A l’issue de la procédure de présentation qui a eu lieu mercredi dernier, le magistrat instructeur près le tribunal d’Arzew, relevant de la cour d’Oran, a ordonné l’incarcération de cinq responsables mis en cause, à savoir le directeur général de la STH, le directeur régional, le directeur général adjoint, le directeur technique et le chargé des affaires juridiques, indique-t-on de même source. Plusieurs charges ont été retenues contre les cinq responsables inculpés, dont la passation de marché non conforme aux dispositions du code des marchés publics, la dilapidation de deniers publics et le trafic d’influence.
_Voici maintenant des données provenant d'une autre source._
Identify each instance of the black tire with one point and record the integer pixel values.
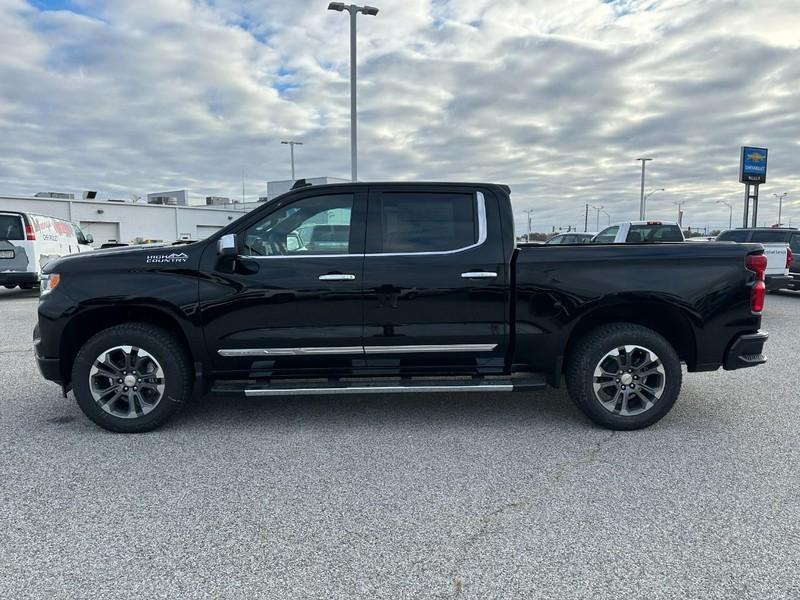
(593, 348)
(171, 357)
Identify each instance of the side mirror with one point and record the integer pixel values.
(226, 245)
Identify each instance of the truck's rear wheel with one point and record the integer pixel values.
(131, 378)
(624, 376)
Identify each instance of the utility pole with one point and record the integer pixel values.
(780, 198)
(292, 144)
(353, 10)
(641, 197)
(730, 212)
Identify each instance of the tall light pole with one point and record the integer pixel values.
(598, 209)
(680, 204)
(353, 10)
(730, 212)
(641, 198)
(529, 212)
(780, 198)
(292, 144)
(644, 203)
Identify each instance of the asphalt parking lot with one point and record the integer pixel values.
(445, 496)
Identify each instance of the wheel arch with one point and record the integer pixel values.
(89, 322)
(664, 318)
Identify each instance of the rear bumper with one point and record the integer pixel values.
(777, 282)
(746, 351)
(18, 277)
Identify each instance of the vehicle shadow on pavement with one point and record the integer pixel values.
(400, 410)
(17, 294)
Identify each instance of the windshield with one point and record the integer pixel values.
(11, 227)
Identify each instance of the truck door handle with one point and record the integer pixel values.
(337, 277)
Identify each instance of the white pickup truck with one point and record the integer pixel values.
(776, 242)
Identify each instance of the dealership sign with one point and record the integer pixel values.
(753, 165)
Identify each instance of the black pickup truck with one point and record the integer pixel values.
(394, 287)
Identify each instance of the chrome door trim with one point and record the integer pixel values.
(480, 202)
(323, 350)
(309, 351)
(429, 348)
(337, 277)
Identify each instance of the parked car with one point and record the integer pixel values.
(430, 294)
(574, 237)
(781, 246)
(637, 232)
(29, 241)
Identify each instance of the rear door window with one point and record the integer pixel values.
(427, 222)
(11, 227)
(654, 233)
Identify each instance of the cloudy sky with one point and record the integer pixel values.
(556, 99)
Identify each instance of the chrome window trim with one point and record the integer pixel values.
(480, 202)
(323, 350)
(429, 348)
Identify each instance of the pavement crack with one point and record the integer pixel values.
(587, 458)
(590, 456)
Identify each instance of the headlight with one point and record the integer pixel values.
(49, 282)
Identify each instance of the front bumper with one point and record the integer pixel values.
(746, 351)
(18, 277)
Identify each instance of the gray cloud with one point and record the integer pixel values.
(555, 99)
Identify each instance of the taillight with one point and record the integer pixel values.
(758, 264)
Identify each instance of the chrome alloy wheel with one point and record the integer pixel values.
(629, 380)
(126, 382)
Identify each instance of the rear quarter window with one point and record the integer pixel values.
(733, 236)
(769, 237)
(607, 236)
(654, 233)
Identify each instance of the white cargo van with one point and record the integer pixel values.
(28, 242)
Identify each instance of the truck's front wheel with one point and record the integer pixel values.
(624, 376)
(131, 378)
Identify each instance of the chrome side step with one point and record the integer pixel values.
(287, 387)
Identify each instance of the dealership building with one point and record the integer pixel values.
(162, 216)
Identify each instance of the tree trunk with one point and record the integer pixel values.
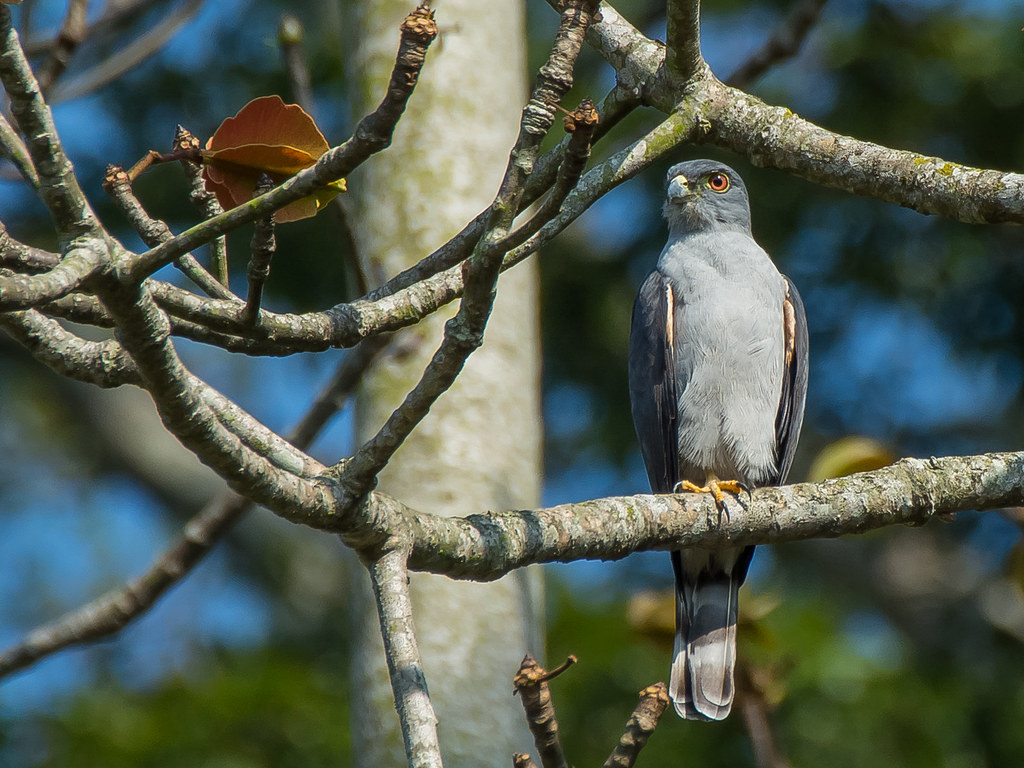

Pour leur part, les trois autres cadres de la STH arrêtés dans le cadre de cette affaire, à savoir le directeur des finances, le directeur des ressources humaines et le chargé de la sécurité interne, ont été remis en liberté provisoire sur décision du juge d’instruction, a-t-on appris de même source judiciaire, qui précise que le ministère public, par le truchement du procureur de la République du tribunal d’Arzew, avait requis le mandat de dépôt contre l’ensemble des mis en cause, au nombre de huit.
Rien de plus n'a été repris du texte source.